A common question with no single answer is how much you should have saved for retirement by a given age. The quick answer is the set of savings benchmarks from Fidelity, which suggests having about 1 times your annual income saved by age 30, 3 times by 40, 6 times by 50, 8 times by 60, and 10 times by the time you retire at 67. So if you earn $70,000, a rough target at 40 is around $210,000, and by 50 it is about $420,000.

These multiples are guidelines, not guarantees, and the amounts people actually hold are usually lower. This guide gives the by-age targets, shows what typical households have saved according to Federal Reserve data, and explains how to close the gap if you are behind. To turn a target into a monthly savings plan, run your numbers through the Retirement Calculator.

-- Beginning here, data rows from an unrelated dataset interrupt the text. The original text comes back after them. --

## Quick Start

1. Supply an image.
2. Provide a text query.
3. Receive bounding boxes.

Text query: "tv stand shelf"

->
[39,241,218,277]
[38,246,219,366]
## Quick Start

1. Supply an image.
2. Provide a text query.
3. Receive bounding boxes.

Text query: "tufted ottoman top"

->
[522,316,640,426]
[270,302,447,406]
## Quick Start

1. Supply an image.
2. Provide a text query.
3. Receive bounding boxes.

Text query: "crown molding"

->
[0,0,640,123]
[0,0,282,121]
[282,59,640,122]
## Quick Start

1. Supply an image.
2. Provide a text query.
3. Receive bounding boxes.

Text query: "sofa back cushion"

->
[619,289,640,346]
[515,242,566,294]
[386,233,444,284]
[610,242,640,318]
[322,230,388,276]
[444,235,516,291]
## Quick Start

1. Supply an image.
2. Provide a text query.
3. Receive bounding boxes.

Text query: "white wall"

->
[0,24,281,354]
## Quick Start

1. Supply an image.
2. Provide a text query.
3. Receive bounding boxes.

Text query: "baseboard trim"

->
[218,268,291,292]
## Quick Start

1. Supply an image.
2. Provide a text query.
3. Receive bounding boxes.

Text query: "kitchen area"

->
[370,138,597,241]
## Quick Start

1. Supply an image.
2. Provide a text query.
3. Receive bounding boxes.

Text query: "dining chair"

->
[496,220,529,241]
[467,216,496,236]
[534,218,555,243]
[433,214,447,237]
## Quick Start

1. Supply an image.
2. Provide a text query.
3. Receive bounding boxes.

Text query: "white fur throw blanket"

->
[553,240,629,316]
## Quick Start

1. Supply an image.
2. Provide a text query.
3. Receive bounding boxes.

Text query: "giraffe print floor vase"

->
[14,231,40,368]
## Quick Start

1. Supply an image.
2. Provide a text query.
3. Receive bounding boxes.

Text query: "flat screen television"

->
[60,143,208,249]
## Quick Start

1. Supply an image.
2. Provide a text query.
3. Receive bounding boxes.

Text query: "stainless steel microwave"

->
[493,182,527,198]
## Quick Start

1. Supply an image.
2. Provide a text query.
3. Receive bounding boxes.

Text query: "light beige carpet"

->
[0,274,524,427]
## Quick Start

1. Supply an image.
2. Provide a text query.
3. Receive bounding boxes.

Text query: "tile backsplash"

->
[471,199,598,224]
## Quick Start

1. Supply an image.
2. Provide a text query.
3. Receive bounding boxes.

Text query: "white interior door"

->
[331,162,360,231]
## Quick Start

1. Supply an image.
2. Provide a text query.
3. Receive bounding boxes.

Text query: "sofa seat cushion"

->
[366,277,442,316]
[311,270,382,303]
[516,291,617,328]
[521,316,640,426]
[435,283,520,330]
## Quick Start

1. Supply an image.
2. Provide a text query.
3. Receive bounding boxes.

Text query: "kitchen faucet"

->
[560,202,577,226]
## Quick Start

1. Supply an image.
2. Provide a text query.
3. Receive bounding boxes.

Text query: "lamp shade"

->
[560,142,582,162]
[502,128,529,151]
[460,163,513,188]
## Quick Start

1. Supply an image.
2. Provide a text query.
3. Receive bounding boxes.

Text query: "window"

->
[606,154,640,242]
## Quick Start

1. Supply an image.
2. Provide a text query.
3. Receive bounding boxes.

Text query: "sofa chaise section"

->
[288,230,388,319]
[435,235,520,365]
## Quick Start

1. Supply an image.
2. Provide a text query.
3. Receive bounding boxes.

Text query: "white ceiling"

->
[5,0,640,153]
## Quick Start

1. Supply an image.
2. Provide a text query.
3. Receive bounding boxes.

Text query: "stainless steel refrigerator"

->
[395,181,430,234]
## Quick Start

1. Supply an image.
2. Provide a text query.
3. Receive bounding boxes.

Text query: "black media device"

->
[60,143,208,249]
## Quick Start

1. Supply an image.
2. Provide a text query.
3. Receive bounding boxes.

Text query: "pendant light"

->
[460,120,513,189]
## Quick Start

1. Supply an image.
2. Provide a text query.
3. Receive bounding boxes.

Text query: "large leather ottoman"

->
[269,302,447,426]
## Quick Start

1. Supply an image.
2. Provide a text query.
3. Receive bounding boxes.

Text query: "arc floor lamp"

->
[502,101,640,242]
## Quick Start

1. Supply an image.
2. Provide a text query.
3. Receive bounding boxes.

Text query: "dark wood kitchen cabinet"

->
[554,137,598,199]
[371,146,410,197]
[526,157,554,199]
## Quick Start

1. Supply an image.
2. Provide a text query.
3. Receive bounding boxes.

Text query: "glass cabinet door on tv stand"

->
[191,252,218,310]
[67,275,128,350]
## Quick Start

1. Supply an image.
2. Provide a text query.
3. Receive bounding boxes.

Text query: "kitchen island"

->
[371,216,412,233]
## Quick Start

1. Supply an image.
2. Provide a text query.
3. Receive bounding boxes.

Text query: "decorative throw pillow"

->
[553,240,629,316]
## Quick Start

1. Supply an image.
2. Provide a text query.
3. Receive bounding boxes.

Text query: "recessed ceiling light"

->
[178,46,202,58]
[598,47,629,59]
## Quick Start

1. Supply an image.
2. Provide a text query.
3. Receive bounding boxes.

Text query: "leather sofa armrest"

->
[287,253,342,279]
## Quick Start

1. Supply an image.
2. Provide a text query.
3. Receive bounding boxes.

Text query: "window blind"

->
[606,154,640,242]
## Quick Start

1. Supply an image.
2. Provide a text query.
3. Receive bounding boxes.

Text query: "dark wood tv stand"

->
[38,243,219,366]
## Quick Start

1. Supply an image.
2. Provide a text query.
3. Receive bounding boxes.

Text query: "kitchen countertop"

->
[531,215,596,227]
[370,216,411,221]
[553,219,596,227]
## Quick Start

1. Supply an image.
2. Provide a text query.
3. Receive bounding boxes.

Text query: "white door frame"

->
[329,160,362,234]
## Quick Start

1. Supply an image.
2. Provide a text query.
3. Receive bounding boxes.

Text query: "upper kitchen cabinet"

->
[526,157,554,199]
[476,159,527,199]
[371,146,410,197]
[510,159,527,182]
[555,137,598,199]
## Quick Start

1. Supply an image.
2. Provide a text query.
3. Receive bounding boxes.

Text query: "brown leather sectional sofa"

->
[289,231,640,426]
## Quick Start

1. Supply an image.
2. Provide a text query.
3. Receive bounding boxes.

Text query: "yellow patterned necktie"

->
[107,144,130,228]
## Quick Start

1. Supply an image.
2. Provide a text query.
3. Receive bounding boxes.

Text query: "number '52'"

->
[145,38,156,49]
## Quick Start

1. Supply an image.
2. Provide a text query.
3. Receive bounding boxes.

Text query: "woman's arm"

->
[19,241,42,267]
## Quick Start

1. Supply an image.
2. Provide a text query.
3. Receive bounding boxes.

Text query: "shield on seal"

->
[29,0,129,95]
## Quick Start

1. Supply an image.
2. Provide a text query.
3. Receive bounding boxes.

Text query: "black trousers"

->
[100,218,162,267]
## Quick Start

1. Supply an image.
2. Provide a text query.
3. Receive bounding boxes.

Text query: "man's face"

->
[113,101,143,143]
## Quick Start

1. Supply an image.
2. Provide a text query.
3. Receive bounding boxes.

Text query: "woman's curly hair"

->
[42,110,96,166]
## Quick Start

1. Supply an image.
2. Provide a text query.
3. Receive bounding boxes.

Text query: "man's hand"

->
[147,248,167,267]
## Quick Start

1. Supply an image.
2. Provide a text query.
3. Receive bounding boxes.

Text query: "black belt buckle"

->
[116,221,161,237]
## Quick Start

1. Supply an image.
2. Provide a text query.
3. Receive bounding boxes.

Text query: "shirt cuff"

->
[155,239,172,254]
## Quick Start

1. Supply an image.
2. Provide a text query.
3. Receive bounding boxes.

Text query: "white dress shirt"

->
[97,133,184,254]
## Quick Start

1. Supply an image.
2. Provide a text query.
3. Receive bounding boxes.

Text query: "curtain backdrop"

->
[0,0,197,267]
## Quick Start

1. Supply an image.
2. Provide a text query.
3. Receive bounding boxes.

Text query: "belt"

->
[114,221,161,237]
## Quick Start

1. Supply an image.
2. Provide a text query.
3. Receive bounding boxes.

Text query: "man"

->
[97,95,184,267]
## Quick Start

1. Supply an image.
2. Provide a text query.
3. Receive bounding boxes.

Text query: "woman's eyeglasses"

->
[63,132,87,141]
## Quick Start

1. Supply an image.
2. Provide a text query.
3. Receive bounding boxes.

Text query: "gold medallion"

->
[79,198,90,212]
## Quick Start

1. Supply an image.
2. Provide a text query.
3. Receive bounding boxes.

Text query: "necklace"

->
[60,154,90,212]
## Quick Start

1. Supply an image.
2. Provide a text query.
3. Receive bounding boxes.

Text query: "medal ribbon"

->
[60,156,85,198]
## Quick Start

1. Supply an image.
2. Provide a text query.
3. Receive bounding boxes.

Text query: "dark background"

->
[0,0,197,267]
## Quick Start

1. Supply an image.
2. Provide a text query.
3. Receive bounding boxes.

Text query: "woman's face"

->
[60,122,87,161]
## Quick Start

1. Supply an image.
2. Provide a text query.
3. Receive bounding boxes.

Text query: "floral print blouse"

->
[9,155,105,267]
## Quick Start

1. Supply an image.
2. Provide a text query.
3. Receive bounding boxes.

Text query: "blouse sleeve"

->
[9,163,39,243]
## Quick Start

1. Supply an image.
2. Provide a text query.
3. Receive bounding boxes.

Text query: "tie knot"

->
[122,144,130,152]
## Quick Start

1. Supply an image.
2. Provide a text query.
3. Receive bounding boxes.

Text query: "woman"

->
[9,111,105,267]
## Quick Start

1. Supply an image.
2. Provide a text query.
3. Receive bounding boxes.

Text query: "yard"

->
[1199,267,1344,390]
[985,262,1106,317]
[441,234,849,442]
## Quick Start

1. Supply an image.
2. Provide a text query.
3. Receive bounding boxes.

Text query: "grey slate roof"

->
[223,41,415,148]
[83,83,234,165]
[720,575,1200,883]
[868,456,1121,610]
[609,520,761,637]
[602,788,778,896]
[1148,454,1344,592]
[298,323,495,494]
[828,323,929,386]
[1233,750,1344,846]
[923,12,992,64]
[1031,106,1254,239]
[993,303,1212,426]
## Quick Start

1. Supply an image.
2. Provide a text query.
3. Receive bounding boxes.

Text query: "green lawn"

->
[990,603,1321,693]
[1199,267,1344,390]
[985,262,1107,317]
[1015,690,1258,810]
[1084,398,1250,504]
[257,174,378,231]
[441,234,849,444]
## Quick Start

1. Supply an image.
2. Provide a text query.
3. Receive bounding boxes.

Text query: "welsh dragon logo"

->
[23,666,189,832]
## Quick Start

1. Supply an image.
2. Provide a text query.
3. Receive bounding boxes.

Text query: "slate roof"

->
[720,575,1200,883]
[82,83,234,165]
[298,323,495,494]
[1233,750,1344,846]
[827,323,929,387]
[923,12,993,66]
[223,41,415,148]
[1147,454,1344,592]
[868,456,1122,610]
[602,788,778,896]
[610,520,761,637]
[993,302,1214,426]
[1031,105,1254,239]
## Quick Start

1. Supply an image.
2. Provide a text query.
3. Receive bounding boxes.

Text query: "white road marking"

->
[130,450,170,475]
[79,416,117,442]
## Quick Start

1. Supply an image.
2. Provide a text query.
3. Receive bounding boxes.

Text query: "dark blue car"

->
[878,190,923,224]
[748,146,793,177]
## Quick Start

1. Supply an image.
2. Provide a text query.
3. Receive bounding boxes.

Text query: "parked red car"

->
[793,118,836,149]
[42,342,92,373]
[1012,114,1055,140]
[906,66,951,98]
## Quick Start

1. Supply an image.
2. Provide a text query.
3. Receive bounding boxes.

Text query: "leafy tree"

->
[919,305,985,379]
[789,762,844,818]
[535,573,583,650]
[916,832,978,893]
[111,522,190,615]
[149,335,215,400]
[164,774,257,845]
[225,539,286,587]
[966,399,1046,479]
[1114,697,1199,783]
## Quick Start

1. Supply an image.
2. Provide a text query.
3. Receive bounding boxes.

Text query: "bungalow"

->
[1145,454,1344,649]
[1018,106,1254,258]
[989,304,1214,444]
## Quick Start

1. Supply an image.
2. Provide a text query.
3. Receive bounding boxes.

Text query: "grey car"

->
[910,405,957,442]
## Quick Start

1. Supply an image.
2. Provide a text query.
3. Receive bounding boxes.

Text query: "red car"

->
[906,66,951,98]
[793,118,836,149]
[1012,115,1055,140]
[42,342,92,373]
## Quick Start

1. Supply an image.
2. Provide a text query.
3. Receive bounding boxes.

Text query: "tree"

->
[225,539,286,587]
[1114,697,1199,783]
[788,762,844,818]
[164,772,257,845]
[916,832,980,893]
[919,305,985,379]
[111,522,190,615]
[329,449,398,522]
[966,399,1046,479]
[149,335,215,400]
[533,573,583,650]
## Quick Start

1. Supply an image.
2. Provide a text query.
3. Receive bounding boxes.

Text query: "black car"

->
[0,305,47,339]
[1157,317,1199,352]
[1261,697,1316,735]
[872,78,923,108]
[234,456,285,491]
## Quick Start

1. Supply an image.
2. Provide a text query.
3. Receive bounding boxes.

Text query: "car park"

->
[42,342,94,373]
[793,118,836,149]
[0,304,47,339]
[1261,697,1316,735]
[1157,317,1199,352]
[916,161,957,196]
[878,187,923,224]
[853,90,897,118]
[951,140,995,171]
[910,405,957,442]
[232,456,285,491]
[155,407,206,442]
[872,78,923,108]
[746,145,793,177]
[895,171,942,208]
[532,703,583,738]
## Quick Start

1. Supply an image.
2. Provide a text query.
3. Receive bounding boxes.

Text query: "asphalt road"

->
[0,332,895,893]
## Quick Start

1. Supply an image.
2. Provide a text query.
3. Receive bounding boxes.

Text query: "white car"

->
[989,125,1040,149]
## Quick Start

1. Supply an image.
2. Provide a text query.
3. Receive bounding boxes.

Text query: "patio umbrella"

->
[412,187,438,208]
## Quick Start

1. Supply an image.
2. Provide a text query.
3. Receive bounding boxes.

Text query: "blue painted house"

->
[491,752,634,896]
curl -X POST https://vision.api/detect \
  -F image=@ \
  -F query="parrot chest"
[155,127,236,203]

Savings by Age: The Quick Benchmark

Fidelity's widely cited milestones express your goal as a multiple of your current salary, which keeps the target tied to your own lifestyle rather than a flat dollar figure.

  • By age 30: about 1x your annual income
  • By age 40: about 3x your annual income
  • By age 50: about 6x your annual income
  • By age 60: about 8x your annual income
  • By age 67: about 10x your annual income

For example, someone earning $80,000 would aim for roughly $80,000 saved by 30, $240,000 by 40, and $800,000 by 67. The model behind these numbers assumes you save about 15% of pre-tax income each year, retire at 67, and want to replace roughly 45% of your income from savings, with Social Security and other sources covering the rest.

What People Actually Have Saved

Targets are one thing and reality is another. The Federal Reserve's 2022 Survey of Consumer Finances reports these retirement account balances by the age of the head of household, counting 401(k)s, IRAs, and similar accounts. The median is the midpoint, where half of households have more and half have less.

  • Under 35: median $18,880, average $49,130
  • 35 to 44: median $45,000, average $141,520
  • 45 to 54: median $115,000, average $313,220
  • 55 to 64: median $185,000, average $537,560
  • 65 to 74: median $200,000, average $609,230

The distance between these medians and the Fidelity targets is wide, especially in the middle years. That gap is exactly why the benchmarks work best as a direction to aim rather than a verdict on whether you have fallen behind.

Average vs Median: Read the Right Number

In every age band the average sits far above the median, because a small number of large accounts pull the mean upward. For comparing yourself with a typical household, the median is the honest figure.

For example, in the 45-to-54 band the average balance is more than $313,000, but the median is $115,000. Most households in that group sit nearer the median, so quoting the average can make almost everyone feel behind. Use the median for your age as the realistic yardstick, then track your own progress against it over time.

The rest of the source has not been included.